The uncovered sun in the clear sky, contrary to the forecast of a potential thunderstorm, released sweat from the early miles, and I took a couple of sips of water at most aid stations, just enough to stay hydrated without being bloated. The straining of the outside of my right foot, which I began feeling earlier in the week, that flared up again with four or five miles to go bothered, though not worried, me. I knew I could and would block out the pain in my head until the end and find a way to not allow this symptom to slow me down and ruin my performance. This, however, did remind me to practice what I occasionally preach: take recovery as seriously as training. Running an ultramarathon and two half marathons in just over a month, without sufficient rest in between, may have been too much too soon and overwhelmed my body. Regardless, this certainly did not annoy me as much as some in the crowd, one openly, smoking cigarettes in front of runners heavily inhaling and exhaling to maintain the pace and rhythm. Really?

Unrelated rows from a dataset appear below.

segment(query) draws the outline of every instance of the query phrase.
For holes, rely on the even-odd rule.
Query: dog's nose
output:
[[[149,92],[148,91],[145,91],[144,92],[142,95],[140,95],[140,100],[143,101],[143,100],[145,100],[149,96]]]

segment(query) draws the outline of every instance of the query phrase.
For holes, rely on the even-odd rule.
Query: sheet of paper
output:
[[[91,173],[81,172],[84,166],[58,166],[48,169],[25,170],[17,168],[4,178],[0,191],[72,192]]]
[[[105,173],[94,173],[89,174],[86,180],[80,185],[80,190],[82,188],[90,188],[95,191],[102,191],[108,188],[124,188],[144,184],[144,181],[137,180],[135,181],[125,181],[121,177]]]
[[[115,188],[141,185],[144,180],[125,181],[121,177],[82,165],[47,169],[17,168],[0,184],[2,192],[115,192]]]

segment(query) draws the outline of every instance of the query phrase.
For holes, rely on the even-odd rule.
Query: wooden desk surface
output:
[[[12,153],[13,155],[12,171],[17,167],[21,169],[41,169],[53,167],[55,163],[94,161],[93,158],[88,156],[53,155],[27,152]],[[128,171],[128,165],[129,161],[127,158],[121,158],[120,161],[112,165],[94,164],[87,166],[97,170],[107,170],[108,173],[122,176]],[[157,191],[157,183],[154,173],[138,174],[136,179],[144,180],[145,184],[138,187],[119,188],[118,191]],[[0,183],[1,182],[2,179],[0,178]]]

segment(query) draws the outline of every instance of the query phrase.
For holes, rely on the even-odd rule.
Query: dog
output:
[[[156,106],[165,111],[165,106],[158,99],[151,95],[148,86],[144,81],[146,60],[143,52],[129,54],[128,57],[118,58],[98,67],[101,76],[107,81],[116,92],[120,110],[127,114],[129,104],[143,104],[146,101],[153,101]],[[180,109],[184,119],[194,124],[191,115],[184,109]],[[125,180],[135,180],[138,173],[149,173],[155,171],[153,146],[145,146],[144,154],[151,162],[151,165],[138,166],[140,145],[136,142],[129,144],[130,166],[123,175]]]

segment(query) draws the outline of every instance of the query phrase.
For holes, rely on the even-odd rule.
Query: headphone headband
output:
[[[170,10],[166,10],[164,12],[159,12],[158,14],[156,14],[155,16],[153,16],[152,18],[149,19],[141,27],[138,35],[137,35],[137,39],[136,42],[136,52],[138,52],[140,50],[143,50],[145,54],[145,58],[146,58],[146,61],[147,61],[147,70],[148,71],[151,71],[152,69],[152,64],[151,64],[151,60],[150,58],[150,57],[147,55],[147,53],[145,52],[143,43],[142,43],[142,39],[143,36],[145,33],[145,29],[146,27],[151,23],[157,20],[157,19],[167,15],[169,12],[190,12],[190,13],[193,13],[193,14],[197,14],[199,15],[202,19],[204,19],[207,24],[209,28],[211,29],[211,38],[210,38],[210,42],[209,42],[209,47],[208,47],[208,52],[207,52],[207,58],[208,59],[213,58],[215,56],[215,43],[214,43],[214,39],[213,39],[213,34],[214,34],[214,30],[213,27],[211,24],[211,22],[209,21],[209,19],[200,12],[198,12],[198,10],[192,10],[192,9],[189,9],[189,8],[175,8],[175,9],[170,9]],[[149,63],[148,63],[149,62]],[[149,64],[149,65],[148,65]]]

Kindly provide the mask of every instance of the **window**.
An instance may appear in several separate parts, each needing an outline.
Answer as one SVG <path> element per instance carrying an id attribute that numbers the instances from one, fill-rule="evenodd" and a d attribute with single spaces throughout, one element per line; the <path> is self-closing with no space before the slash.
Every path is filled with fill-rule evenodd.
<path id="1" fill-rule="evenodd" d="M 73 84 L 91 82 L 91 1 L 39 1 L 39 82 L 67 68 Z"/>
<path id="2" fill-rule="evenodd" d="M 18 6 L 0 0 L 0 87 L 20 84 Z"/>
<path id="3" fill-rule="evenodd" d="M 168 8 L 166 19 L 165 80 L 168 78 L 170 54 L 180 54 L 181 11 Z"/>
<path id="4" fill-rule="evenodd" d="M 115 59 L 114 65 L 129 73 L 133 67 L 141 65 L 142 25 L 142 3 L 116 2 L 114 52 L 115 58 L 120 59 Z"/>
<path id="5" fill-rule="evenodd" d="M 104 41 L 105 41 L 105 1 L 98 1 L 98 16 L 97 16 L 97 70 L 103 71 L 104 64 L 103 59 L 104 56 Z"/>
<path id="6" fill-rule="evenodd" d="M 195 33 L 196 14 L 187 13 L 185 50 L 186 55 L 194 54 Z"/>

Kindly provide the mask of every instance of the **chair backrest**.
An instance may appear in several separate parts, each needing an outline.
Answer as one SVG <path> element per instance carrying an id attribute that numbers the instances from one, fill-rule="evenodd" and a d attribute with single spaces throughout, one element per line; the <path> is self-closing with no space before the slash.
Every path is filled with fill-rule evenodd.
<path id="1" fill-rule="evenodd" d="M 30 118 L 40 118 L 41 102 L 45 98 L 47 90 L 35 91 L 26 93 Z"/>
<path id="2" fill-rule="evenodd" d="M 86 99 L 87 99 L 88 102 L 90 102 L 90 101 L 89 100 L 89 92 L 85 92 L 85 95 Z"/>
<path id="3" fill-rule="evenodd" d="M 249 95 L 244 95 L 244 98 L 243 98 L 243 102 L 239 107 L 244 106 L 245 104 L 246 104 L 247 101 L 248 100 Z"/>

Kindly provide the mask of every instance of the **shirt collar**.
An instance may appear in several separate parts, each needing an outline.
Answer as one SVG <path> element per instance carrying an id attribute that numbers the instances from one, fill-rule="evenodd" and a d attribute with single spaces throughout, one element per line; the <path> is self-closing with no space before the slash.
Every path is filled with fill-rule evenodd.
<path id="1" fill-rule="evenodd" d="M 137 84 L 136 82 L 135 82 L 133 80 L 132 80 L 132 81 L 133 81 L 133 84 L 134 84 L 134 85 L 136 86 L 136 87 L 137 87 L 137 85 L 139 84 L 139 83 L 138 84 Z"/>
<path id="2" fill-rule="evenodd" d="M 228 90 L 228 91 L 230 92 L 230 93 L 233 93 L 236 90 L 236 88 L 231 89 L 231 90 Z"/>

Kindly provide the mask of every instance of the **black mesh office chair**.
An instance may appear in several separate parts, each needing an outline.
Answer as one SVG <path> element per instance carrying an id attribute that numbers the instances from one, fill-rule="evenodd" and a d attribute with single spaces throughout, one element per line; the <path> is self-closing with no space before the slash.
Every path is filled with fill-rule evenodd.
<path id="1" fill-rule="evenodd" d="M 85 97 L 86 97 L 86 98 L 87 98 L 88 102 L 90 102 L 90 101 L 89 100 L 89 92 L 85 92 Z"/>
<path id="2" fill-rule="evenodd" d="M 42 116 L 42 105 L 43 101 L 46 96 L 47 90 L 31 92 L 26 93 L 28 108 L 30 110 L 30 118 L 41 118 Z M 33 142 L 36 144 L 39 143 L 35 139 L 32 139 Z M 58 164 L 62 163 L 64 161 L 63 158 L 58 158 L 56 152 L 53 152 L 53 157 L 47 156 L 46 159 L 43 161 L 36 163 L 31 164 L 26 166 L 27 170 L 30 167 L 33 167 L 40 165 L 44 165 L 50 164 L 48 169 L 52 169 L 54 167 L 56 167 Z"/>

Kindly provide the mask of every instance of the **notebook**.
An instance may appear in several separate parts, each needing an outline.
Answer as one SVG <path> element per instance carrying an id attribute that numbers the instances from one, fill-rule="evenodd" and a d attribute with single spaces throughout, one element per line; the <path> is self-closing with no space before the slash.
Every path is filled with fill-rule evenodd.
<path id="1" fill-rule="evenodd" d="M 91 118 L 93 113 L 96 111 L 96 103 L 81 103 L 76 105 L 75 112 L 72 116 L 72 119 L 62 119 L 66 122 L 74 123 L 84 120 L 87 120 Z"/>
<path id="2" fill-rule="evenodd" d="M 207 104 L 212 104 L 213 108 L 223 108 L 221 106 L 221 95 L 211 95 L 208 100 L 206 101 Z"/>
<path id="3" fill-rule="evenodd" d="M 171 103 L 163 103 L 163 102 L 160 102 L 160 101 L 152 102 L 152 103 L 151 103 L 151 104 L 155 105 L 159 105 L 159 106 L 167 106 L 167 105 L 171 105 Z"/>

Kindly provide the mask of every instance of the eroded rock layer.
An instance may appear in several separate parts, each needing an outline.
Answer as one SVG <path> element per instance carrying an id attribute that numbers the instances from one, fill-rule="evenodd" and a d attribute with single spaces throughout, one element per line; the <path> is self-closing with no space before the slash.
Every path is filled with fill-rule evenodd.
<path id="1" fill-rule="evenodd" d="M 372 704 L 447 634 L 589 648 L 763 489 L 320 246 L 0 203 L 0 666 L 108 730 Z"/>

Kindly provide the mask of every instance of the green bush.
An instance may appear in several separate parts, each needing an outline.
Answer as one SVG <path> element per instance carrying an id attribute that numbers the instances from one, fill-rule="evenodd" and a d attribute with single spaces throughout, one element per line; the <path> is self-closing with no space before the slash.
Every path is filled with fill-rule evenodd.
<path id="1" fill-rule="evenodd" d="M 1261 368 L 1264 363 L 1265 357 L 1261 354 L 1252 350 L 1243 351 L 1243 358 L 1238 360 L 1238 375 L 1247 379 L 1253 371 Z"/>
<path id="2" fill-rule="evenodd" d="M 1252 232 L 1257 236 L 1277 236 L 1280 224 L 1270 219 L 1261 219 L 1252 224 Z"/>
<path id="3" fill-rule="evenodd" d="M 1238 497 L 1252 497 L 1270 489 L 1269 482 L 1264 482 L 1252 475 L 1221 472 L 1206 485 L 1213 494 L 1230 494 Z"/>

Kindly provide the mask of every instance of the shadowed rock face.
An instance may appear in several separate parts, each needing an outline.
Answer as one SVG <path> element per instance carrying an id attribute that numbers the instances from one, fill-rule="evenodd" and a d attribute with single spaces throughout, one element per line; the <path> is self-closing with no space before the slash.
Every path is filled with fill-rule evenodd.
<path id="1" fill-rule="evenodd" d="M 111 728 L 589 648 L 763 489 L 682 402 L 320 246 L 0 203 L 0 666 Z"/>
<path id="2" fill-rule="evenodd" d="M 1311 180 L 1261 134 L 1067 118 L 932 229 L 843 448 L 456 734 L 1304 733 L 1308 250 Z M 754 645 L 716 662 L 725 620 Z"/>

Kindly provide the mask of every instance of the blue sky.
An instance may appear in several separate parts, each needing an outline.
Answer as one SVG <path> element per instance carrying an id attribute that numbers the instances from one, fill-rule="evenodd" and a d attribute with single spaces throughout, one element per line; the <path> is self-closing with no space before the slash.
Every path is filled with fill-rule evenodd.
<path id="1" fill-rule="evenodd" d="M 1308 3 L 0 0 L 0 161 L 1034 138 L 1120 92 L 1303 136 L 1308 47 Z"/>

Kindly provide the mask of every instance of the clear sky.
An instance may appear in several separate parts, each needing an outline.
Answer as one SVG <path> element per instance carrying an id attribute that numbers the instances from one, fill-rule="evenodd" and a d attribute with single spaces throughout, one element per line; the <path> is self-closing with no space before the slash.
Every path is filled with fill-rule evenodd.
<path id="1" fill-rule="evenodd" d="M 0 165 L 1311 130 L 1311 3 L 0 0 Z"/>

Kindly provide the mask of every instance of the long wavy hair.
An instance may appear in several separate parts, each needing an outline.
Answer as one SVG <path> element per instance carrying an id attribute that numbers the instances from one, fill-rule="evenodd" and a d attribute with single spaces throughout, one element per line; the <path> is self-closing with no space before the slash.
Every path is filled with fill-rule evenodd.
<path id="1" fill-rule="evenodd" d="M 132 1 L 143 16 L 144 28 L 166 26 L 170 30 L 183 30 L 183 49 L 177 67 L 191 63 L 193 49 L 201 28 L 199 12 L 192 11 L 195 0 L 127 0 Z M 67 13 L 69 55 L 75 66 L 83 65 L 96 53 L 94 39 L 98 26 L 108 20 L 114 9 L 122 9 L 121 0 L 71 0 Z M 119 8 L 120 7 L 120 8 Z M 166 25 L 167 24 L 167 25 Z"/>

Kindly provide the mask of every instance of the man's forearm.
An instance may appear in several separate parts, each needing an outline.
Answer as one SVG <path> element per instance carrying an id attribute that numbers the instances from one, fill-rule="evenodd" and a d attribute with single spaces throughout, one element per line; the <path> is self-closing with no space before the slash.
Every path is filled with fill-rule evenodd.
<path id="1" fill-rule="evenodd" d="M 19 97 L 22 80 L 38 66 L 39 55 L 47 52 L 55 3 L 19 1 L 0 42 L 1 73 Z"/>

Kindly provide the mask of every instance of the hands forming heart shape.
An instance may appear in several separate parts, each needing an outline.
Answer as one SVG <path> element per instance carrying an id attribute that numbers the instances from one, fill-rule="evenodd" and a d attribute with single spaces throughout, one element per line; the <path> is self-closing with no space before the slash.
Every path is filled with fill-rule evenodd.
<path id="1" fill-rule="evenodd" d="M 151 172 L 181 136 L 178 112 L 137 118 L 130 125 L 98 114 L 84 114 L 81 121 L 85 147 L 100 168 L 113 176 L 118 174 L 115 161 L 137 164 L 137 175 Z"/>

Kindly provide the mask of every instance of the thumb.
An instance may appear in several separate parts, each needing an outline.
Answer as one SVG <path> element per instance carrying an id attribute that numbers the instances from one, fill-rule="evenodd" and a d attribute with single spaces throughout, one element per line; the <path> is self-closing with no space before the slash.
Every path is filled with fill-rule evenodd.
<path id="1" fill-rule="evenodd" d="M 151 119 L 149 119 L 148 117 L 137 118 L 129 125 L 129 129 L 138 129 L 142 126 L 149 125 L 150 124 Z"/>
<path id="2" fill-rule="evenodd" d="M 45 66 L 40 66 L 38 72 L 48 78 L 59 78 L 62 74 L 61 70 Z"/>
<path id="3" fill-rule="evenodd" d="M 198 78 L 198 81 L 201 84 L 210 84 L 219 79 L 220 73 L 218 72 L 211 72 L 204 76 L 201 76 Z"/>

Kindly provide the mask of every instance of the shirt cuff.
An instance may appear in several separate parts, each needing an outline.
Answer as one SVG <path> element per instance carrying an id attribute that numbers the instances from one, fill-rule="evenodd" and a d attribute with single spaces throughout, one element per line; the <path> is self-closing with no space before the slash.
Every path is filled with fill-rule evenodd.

Following a 2:00:43 finish the first time in 2016 and 1:59:08 finish the second time in 2018 on the same course, I crossed the finish line this third time in 2019 in 1:51:51. My sub-1:50:00 streak of three came to an end, but I found contentment in this visible progress, that consistency pays off. I shared with multiple people throughout the weekend that I took a while to break the two-hour barrier, but once I finally did, my speed rapidly improved that even breaking 1:50:00 soon no longer appeared unusual. Quite surprisingly, many seemed to agree and relate. With summer swiftly approaching, I doubt I who prefer racing in the low 30s will be setting any PR’s in the next several months, but never say never! As always, I thank Jesus for blessing me with good health, time, and motivation to continue to pursue this healthy and joyous hobby that attracts a myriad of amazing and inspirational people.